Hoje estive à conversa com uma rapariga americana por uma espécie de skype. Todas têm o mesmo sotaque e o mesmo timbre de voz. Hoje li coisas que não queria ler, mas que me deixaram uma doçura extravagante na alma. Tudo acontece da mesma forma e pelos mesmo processos.
O que fica do que foi é o que fazemos dele. Definições de amor há muitas, alguns não têm nenhuma, outros inventam-nas erradas, outros inventam as suas. Eu tenho a minha, que não é nada de especial, nem particularmente erudita.

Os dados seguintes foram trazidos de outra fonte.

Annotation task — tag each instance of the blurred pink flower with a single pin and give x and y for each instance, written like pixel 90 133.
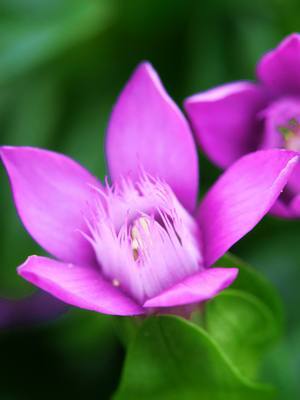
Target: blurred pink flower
pixel 240 117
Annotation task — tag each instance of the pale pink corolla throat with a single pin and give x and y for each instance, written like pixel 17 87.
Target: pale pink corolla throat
pixel 143 238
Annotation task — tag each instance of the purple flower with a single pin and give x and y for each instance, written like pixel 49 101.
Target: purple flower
pixel 240 117
pixel 139 244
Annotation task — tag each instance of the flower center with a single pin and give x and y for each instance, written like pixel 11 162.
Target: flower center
pixel 291 134
pixel 282 124
pixel 144 240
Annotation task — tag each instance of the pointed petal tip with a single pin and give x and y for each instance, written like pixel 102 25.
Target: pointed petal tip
pixel 196 288
pixel 241 197
pixel 79 286
pixel 145 117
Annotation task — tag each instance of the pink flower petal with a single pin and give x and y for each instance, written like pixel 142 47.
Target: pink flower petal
pixel 225 122
pixel 241 197
pixel 279 69
pixel 79 286
pixel 147 129
pixel 196 288
pixel 51 192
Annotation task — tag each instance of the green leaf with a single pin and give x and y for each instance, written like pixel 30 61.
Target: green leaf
pixel 27 40
pixel 251 281
pixel 243 326
pixel 171 358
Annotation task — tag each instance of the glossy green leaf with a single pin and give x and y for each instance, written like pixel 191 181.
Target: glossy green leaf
pixel 171 358
pixel 250 280
pixel 243 326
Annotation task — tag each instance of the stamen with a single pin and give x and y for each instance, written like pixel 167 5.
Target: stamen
pixel 116 282
pixel 143 237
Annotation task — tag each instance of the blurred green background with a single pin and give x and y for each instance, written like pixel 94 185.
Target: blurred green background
pixel 62 64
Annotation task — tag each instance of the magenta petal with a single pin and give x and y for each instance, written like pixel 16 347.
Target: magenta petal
pixel 241 197
pixel 196 288
pixel 225 122
pixel 148 130
pixel 79 286
pixel 295 206
pixel 51 192
pixel 279 68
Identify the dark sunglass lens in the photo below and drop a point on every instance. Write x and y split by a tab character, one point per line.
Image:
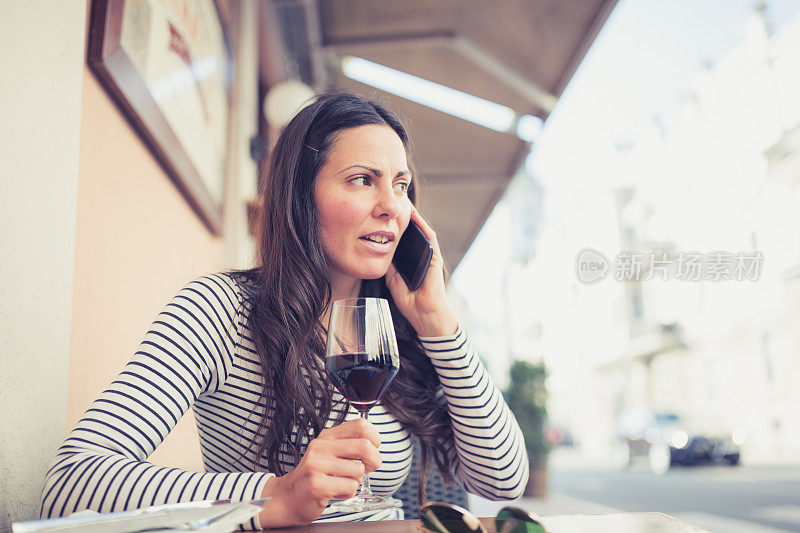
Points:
436	517
512	520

O que fica do que foi é isso em si mesmo... os lugares ocupados, os desocupados e os que quase foram; as conversas imaginadas partilhadas, as espontâneas e improvisadas e as que ficaram entre nuvens só para leitores de histórias românticas; as memórias imediatas, as profundas e as omitidas. O amor tem o auge depois do fim e não no pico da paixão. O romance é uma realização da consciência e não das circunstâncias. Perfeição é ficarmos felizes por não ter cabido tudo depois de arrumarmos a mala. Perfeição é sorrirmos sozinhos, todos os dias à mesma hora, das palavras e dos gestos e das imperfeições.
O que fica do que foi são arrependimentos atrasados que temos de saber saborear.
O que fica do que foi é igual a cem metros ou a cem centenas de quilómetros. É igual no Penedo da Saudade, na rua vazia mal iluminada ou deitado na cama sob a luz ténue dum candeeiro sozinho.
O que fica do que foi é o que define a narrativa após a contracapa. Depois disso, 'qualquer semelhança é pura coincidência'.
Love is a dress that you made long to hide your knees.